What put the book over the top? I can only guess it was the enemy of weak servers everywhere, the one and only Instalanche. Glenn, Helen and I had a fun chat and it's well worth listening to. I was reminded how well my thesis and that of An Army of Davids dovetail. Buy them both!
In non-fiction, it's Number 5:
Reed Hastings ("Belongs on your shelf between Tipping Point and Freakonomics") was more right than he knew.
http://www.szv.hu/csordas-attila/blog/20060712/niche-culture-long-tail-the-perspective-of-niche-science-philosophy
Interesting to read, that in the seventies and eighties, in the childhood of Anderson the only places in America to go outside mainstream were library and comic book shop which was definitely other than products of broadcast mass culture.

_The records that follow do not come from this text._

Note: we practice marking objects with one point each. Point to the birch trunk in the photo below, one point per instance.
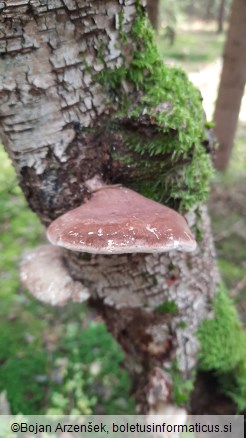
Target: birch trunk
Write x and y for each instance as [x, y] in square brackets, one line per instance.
[51, 107]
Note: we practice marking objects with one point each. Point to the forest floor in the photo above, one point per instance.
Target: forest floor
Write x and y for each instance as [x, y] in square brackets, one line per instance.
[63, 360]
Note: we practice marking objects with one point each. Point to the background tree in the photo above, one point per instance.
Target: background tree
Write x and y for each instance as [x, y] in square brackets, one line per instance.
[153, 12]
[232, 84]
[85, 94]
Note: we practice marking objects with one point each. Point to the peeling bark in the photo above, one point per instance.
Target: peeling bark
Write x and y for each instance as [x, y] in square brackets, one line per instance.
[53, 116]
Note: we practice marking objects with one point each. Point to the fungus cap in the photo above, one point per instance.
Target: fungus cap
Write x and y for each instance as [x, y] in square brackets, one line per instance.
[117, 220]
[44, 274]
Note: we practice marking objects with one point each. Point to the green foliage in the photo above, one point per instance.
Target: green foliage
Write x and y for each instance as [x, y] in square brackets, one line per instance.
[167, 307]
[104, 382]
[223, 348]
[171, 164]
[22, 377]
[223, 341]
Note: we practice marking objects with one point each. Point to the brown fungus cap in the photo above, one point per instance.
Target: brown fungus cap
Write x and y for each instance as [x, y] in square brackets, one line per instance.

The traces go back to a part of culture, which was arrogantly called high culture before. I think that this culture was always persisted in a niche.
Now my comment is that the rising niche culture is a great possibility to revitalize science and philosophy in the niches and offers new and powerful tools extending them to other niche cultures only by shared interest and not by the commands of an ever cloudy "you must read this" authority. You'd better popularise science et al. with a bottom-up way, not by a top-down effort. Web is clearly the future of these disciplines.
Posted by: Attila Chordash | July 12, 2006 at 06:19 AM
I saw that review on your book I just received (thanks again!) and I can't believe that your book REALLY is 'between freakonomics and tipping point'! Whoa! Nicely done!
Posted by: avalon | July 12, 2006 at 09:24 AM
Impressed that you have coverage in fortune magazine, referenced on cnnfn (money).